Ich verstehe Formen eher als eine Gesamtheit. Sicherlich gibt es diese Innen-
und Außeneingrenzung, aber es gibt auch eine Dreidimensionalität. Wenn ich
mich auf meinen Prozeß beziehe, dann baue ich eine Schicht auf, eventuell,
und nehme dann diese Schicht selbst wieder in Angriff, um wieder eine
Korrektur beziehungsweise eine Veränderung vorzunehmen. Es gibt dabei einen
gewissen sandwitching- Effekt, ein gewisses layering. Niklas Luhmann: Wir müssen uns aber
trotzdem die Frage stellen, ob es eigentlich die Intention ist, dem
Betrachter das ganze Werk sozusagen in einem Blick vorzuführen; ob man aus
dem Endprodukt dann die Zeit wieder herausziehen kann oder sagen kann: Das
ist als Ganzes zum Beispiel schön oder gelungen oder interessant oder was
immer.

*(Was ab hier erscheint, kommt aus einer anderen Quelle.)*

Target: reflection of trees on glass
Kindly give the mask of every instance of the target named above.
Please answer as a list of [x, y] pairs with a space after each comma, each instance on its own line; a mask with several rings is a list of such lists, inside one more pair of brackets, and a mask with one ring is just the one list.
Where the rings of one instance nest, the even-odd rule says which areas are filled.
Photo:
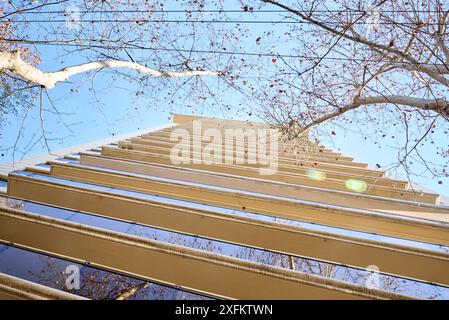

Wir müssen uns fragen, ob das eine Modellvorstellung ist, die noch
adäquat ist, oder ob man nicht den Betrachter selbst notwendig in die Herstellungssequenz
des Kunstwerkes einweisen müßte, auch ihm also die Zeit zumuten müßte, von
einem zum anderen zu gehen und dabei immer wieder zu etwas zu kommen, möchte
ich beinahe sagen, also immer wieder Sinn zu finden und keine leeren Plätze
oder keine externen Referenzen, wo er nun sieht, aha, das kostet so und so
viel - oder welche Bedeutung auch immer er dann von außen hereinziehen müsste
? Er müßte also im Bild kreisen, kursieren können oder in der Geschichte
immer neue Interpretationen wiederfinden können, aber eben nicht alles auf
einmal sehen müssen. Dirk Baecker: Sie haben die These
formuliert, daß Formen die Welt sowohl sichtbar wie auch unsichtbar machen.
Was ist damit gemeint? Niklas Luhmann: Es ist gemeint, daß man
innerhalb der Form, oder den Weisungen der Form folgend, das eine oder das
andere zu sehen oder, zu hören bekommt. Daß man also immer in der Welt ist,
nie die Welt als Objekt vor sich hat, aber auch nicht außerhalb der Welt sein
kann. Man sieht also durchaus etwas Bestimmtes, es soll nichts Nebulöses oder
Geheimnisvolles gemeint sein. Was aber nicht sichtbar wird, ist genau die
Einheit der Form oder das, was die Differenz ausmacht zwischen der einen oder
der anderen Seite oder dem Vorher und dem Nachher einer Operation. Der
Vollzug macht etwas sichtbar und zugleich unsichtbar, Mit diesem Formbegriff
kommt man also auf eine Vermittlung zwischen Objekt und Welt. Man malt
Objekte so, daß etwas mehr drin ist als nur sie selber. Aber das, was mehr
drin ist, ist zugleich verborgen, man kann es nicht wie ein Objekt behandeln;
Das ist die Idee, die dahinter steht. Dirk Baecker: Die Welt wird durch
Formen beobachtbar. Niklas Luhmann: In der Welt werden
Beobachtungen so gesteuert; daß die Welt sich zurückzieht in das, was nicht
beobachtbar ist. Und das Ist einerseits der Beobachter selber, der sich
selbst natürlich verobjektivieren kann. Aber wie man aus der Philosophie
weiß, gelingt ihm das nur, indem er sich wieder hinter sich selber versteckt.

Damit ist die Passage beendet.